Le imprese che adottano una rotta “nature positive” potrebbero ottenere benefici multipli: maggiore accesso al credito (il 75% dei prestiti bancari nell’Eurozona viene oggi concesso a imprese con forte dipendenza da almeno un servizio ecosistemico), apertura a nuovi mercati, innovazione, reputazione, connessione con il territorio. E, soprattutto, acquisire l’assunto che prevenire è quasi sempre più conveniente che riparare.
 
Bruxelles studia incentivi
A livello internazionale, la pressione sul tema cresce. Bruxelles sta studiando la creazione di un mercato dei crediti natura per premiare chi tutela o ripristina ecosistemi, costruendo così uno strumento economico di incentivo concreto. Studi indipendenti confermano che quasi la metà del Pil mondiale dipende dalla natura e che senza un’azione coordinata il deficit di finanziamento per la biodiversità in Europa sarà enorme. Ed è stimato in 37-48 miliardi di euro l’anno il gap da colmare per raggiungere gli obiettivi della Strategia per la biodiversità Ue.

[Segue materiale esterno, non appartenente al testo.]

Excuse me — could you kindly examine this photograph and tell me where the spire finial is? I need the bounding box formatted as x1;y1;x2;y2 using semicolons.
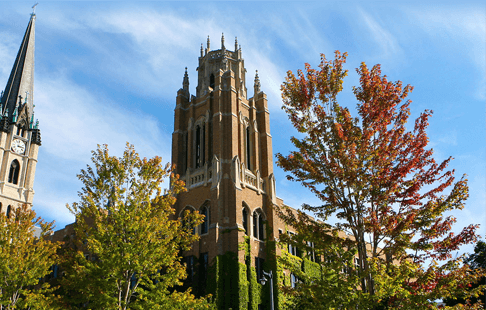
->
182;67;189;97
254;70;261;95
32;2;39;16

In sintesi: la tutela dell’ambiente non è più solo una questione etica o di tutela della biodiversità, ma un imperativo economico, come valuta lo studio. Chi guarda al futuro - pubbliche amministrazioni, imprese, comunità locali - può ancora trasformare il danno in valore, l’emergenza in strategia. Ma la scelta è urgente e i tempi ridotti.